Everything at once
Time to combine the chapter. A linear interpolation — computing a value that sits proportionally between two endpoints — is the beating heart of game code (it's literally what SFA's lighting lerps do). Write two of them and sum the results, and three optimizations fire together:
- fp_contract fuses the multiply-then-add in each lerp into one
fmadds per lerp (after the fsubs for the difference).
- scheduling hoists all four
lfs loads to the front and interleaves the two lerps so their latencies overlap.
- the whole thing stays branch-free and tightly register-allocated thanks to
-O4.
For comparison, here is a three-component version (mix2) to show what fp_contract + scheduling looks like at a different arity:
lfs f5, 0(r3) # p[0]
lfs f2, 0(r4) # q[0]
lfs f4, 4(r3) # p[1] — all six loads hoisted
lfs f0, 4(r4) # q[1]
fsubs f2, f2, f5 # lerp0: q[0]-p[0]
lfs f6, 8(r3) # p[2]
fsubs f0, f0, f4 # lerp1: q[1]-p[1] interleaved
lfs f3, 8(r4) # q[2]
fmadds f2, f1, f2, f5 # lerp0 fused
fsubs f3, f3, f6 # lerp2: q[2]-p[2]
fmadds f0, f1, f0, f4 # lerp1 fused
fmadds f1, f1, f3, f6 # lerp2 fused
fadds f0, f2, f0
fadds f1, f1, f0
blr
Each lerp's fsubs and fmadds pair is interleaved rather than sequential — that's the scheduler at work.
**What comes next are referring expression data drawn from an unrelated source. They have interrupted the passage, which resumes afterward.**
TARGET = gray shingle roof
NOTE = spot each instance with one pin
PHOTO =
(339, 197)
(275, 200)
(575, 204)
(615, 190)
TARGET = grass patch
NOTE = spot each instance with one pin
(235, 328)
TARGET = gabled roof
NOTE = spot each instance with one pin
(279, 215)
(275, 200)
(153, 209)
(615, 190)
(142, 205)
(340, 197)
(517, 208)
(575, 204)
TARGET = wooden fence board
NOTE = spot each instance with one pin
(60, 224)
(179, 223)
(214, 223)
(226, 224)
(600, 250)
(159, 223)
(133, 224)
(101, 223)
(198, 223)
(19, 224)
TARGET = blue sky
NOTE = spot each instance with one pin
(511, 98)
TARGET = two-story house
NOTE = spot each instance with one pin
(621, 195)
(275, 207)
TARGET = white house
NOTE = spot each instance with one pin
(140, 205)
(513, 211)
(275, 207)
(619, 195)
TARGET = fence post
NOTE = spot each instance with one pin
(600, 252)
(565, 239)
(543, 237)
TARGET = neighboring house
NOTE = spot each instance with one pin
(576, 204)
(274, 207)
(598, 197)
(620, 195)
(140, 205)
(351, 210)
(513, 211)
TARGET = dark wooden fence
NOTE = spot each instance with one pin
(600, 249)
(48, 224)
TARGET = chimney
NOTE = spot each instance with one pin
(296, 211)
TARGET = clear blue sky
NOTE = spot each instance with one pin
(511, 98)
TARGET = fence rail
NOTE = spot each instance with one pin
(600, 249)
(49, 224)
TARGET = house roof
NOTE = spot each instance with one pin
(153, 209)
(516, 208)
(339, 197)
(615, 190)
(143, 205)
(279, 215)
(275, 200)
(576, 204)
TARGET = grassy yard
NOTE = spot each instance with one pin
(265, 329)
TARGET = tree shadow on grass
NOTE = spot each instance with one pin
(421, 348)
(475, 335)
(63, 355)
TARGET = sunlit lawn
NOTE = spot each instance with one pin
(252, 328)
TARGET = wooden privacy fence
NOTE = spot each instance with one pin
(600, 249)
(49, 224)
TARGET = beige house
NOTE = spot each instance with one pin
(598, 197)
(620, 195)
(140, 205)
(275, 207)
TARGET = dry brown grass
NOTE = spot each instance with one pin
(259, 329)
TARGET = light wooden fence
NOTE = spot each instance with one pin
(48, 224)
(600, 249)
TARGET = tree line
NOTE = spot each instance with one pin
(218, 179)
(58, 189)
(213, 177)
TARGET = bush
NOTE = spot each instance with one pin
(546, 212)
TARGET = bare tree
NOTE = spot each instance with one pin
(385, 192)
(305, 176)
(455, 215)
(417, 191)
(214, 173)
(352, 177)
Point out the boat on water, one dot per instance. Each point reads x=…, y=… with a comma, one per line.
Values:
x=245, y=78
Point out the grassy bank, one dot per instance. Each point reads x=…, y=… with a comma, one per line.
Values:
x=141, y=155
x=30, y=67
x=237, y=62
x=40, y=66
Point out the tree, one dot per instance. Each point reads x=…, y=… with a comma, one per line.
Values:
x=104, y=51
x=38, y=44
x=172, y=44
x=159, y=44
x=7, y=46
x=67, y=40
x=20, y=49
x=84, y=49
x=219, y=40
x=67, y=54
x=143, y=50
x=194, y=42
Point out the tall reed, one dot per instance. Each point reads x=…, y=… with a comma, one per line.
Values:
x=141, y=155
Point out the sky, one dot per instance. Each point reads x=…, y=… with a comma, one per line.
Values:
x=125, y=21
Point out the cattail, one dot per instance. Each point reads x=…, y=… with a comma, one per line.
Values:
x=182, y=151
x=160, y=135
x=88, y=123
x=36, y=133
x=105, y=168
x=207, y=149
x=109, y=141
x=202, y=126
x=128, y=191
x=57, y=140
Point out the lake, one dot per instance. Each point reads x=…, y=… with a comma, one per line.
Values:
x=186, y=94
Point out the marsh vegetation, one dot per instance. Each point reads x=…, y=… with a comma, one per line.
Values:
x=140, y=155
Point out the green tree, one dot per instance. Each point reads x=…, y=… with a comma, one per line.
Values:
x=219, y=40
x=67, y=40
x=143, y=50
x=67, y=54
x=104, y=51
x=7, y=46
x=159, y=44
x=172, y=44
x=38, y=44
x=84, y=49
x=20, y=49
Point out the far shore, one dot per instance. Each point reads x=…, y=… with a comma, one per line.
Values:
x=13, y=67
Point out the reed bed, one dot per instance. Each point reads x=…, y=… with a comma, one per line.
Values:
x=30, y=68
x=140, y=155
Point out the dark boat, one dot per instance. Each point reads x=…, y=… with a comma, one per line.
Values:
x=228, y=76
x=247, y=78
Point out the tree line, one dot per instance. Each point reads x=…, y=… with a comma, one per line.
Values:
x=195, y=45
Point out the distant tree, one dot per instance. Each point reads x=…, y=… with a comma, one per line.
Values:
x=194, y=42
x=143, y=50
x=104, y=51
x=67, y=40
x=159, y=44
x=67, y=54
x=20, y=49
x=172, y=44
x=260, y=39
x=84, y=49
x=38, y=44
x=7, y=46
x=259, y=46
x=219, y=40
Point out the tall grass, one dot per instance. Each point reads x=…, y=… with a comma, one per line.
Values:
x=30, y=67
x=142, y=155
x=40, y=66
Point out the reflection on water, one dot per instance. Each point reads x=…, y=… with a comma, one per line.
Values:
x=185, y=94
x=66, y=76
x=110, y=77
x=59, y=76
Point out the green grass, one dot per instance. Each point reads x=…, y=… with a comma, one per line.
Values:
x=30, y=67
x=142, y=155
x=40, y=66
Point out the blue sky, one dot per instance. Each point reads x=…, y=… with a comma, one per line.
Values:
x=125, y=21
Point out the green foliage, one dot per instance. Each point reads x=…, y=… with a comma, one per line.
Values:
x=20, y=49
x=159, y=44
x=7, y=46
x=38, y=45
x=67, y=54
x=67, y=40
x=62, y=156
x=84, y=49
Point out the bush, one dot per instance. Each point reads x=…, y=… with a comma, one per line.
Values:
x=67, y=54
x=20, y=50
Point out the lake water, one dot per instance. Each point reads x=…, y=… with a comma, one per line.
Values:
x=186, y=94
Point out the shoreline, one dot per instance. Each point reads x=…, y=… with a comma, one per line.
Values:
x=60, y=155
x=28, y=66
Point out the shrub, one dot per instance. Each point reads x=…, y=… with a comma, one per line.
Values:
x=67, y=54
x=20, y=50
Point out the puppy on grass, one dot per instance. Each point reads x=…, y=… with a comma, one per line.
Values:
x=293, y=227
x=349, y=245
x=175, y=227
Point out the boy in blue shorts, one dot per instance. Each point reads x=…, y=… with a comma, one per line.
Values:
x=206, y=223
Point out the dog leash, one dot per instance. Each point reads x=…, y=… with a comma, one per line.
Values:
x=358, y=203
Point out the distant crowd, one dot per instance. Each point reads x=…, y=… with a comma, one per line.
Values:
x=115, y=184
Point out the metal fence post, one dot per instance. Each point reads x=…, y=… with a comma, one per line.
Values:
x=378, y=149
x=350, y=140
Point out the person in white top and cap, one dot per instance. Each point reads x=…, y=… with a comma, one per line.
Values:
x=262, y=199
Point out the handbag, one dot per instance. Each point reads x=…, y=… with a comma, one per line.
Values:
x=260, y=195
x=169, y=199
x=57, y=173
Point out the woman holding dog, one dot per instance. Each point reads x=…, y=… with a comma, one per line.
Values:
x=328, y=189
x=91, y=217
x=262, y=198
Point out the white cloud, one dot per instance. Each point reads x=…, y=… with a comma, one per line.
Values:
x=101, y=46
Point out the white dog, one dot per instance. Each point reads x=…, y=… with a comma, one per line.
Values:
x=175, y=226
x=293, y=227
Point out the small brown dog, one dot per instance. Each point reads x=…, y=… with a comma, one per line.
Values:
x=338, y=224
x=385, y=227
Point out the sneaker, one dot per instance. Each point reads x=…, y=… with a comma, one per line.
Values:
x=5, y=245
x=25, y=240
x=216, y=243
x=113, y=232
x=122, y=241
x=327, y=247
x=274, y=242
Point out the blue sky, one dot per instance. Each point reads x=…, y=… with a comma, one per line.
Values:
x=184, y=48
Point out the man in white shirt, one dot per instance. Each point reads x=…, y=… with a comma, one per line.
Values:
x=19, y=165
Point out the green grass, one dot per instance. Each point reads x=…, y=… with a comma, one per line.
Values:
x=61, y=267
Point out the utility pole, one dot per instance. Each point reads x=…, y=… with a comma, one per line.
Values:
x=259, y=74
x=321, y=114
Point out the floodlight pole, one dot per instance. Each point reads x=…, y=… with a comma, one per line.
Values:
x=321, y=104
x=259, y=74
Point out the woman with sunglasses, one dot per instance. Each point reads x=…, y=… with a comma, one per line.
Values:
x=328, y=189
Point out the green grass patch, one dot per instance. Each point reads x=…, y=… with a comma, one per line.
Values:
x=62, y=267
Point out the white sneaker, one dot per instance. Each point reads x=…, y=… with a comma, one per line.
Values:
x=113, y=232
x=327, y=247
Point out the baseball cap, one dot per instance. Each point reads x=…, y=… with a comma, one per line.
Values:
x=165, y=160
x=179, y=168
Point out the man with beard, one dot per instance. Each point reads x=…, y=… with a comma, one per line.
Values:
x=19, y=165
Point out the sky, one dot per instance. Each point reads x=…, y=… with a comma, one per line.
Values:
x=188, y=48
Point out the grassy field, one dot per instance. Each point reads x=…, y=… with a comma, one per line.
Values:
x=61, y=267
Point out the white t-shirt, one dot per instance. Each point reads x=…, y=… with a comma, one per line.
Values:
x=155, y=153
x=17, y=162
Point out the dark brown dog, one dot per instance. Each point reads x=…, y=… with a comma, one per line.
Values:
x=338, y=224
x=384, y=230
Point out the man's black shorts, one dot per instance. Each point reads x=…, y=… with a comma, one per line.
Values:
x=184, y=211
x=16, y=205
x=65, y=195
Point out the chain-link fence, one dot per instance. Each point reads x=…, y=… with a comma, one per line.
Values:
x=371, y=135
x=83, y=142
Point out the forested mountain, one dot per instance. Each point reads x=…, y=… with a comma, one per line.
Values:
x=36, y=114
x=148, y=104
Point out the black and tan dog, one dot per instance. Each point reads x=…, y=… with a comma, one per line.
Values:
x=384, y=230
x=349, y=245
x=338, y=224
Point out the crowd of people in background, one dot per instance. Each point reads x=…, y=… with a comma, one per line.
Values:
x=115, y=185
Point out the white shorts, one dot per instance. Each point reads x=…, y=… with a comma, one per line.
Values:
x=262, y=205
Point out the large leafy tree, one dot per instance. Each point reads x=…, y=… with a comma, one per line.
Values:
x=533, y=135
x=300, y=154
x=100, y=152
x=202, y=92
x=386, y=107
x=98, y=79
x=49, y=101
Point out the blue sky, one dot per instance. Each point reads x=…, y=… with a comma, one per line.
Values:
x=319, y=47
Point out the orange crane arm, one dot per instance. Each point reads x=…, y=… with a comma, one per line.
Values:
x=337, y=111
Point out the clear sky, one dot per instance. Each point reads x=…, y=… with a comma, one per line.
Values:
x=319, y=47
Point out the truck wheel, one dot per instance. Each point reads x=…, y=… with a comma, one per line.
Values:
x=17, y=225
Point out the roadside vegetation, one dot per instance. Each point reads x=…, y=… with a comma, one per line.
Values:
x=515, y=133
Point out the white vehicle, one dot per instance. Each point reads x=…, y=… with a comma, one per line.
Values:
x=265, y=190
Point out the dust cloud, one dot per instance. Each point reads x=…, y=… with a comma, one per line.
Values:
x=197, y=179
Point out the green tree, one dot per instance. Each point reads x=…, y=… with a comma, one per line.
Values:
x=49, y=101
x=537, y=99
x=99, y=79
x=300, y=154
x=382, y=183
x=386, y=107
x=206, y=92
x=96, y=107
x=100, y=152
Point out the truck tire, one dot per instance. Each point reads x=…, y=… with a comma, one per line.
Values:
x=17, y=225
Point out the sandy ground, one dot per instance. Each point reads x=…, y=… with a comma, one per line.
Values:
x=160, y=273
Had this unit used #pragma scheduling off, each lerp would appear as a self-contained block before the next begins.
Count the lfs instructions in the target asm for blend to know how many arrays are involved and how many elements each covers; each fsubs/fmadds pair is one lerp.
Your task
Write blend(f32 *a, f32 *b, f32 t) to reproduce the assembly above. Write the lerps in the natural form and let the optimizer fuse and interleave.